Second, the Boston Consulting Group anticipates a sharp rise in distressed M&A activity for 2021 in light of historical data[16]. They indeed observe that the 2001 recession led to a wave of carves-out which peaked only in 2002 and, similarly, the 2007-2008 crisis’ full impact in this regard was in full force only in 2010. It would not come as a surprise to see this pattern repeat itself in this crisis. Carve-outs are complex operations for which the LBM tends to be less suitable insofar as the financial statements of one business unit are difficult to isolate from the others’[17].

Thus, one can see how different factors in this crisis play in favor of one pricing mechanism or the other. It would be of little value to try to predict which one will be prominent in the aggregate numbers. The stakeholders in each deal might have different preferences or be under different constraints which will be decisive for their specific case. It is noteworthy that Weil, Gotshal & Manges observed that the exposure of Private Equity firms to European deals had led, prior to the pandemic, to more U.S. deals adopting the LBM[18]. The jury is still out as to whether this crisis will contribute to an alignment of practices between the U.S. and Europe. Nonetheless, it should be mentioned that, since CAM is more complex to set up than LBM, European lawyers might have to go through a learning curve before being able to use CAM in an optimal way.

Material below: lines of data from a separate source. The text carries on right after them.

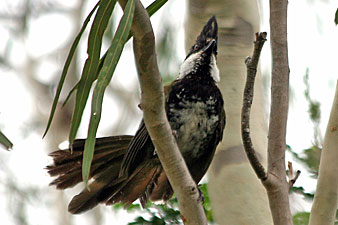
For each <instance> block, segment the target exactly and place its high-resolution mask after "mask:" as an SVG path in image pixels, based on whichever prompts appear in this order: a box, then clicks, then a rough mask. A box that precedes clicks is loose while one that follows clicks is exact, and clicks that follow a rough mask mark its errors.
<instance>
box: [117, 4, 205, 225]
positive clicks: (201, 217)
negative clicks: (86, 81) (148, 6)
mask: <svg viewBox="0 0 338 225" xmlns="http://www.w3.org/2000/svg"><path fill="white" fill-rule="evenodd" d="M119 3H120V4H121V6H122V7H123V8H124V7H125V5H126V3H127V0H119ZM131 31H132V33H133V36H134V42H133V47H134V54H135V60H136V65H137V69H138V77H139V82H140V86H141V108H142V109H143V118H144V122H145V125H146V127H147V130H148V132H149V134H150V137H151V139H152V141H153V144H154V146H155V149H156V152H157V154H158V156H159V159H160V161H161V163H162V166H163V168H164V170H165V172H166V175H167V177H168V179H169V181H170V184H171V186H172V188H173V189H174V191H175V193H176V195H177V198H178V202H179V209H180V212H181V216H182V219H183V221H184V223H185V224H194V225H195V224H207V222H206V217H205V214H204V211H203V207H202V204H201V201H200V195H199V191H198V188H197V186H196V183H195V181H194V180H193V179H192V178H191V175H190V173H189V170H188V168H187V166H186V164H185V162H184V159H183V157H182V155H181V153H180V151H179V149H178V147H177V144H176V140H175V138H174V137H173V134H172V130H171V127H170V125H169V123H168V120H167V117H166V112H165V109H164V103H165V101H164V91H163V86H162V80H161V76H160V73H159V70H158V66H157V59H156V52H155V38H154V33H153V30H152V27H151V23H150V20H149V16H148V14H147V12H146V10H145V9H144V7H143V5H142V4H141V2H140V1H139V0H136V1H135V13H134V20H133V24H132V27H131Z"/></svg>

Alternatively, or concurrently, the current circumstances could make European lawyers reconsider the restrictiveness of MAC clauses and allow them to encompass a wider array of unforeseen events such as the COVID crisis.

[1] McGonigle, Samantha and Weisser, Michael “Global Private Equity Update Q2: Unlocking “Locked Box” Deals” Weil, Gotshal & Manges (2014) : 1 (emphasis added).

[2] Tsao, Adam. « Pricing Mechanisms in Mergers and Acquisitions: Thinking Inside the Box. » U. Pa. J. Bus. L. 18 (2015): 1236.

[3] Ibid. Op. Cit.

[4] Daout, Caroline et al. , “Does COVID-19 qualify as “material adverse change” from an M&A perspective?”, DLA Piper,  June, 4th 2020.

[5] McGonigle, Samantha and Weisser, Michael, Op. Cit.: 1 (emphasis added).  

[6] Latham & Watkins “Mergers and Acquisitions Report 2017” International Financial Law Review (2017) : 1.

[7] CMS European M&A Study 2014, CMS Hasche Sigle 1, 5 (2014) cited in Tsao, Adam. Op. Cit.: 1234.

[8] Coase, Ronald H. « The problem of social cost. » Classic papers in natural resource economics. Palgrave Macmillan, London (1960): 87-137.

[9]See Winston & Strawn LLP “Purchase Price Adjustment Mechanisms in M&A Transactions – The Locked Box Mechanism” (2014) ; Tsao, Adam. Op. Cit.: 1239.

[10]O’Sullivan, Ronan and McNaughton, Ross “Pricing mechanisms: Locked box vs. completion accounts” Paul Hastings, Practical Law Publishing Limited (2012).

[11] Tsao, Adam. Op. Cit.: 1241.

[12] The Harvard Business Review has dedicated a whole section of its website to “Managing through crisis” in reference to the COVID-induced turbulences.

[13] See O’Sullivan, Ronan and McNaughton, Ross, Op. Cit.: 6.

[14] Tsao, Adam. Op. Cit.: 1239.

[15] Gillet, Kit “VC deals in Europe had one of the strongest quarters on record in Q3 2020” Stifted, October 29th 2020.

[16]Wolf, Rüdiger; Georg Keienburg, and Tobias Söllner “Taking the Stress Out of Distressed Carve-Outs”, September, 3rd 2020.

[17] Tsao, Adam. Op. Cit.: 1239.

[18] McGonigle, Samantha and Weisser, Michael Op. Cit. : 2.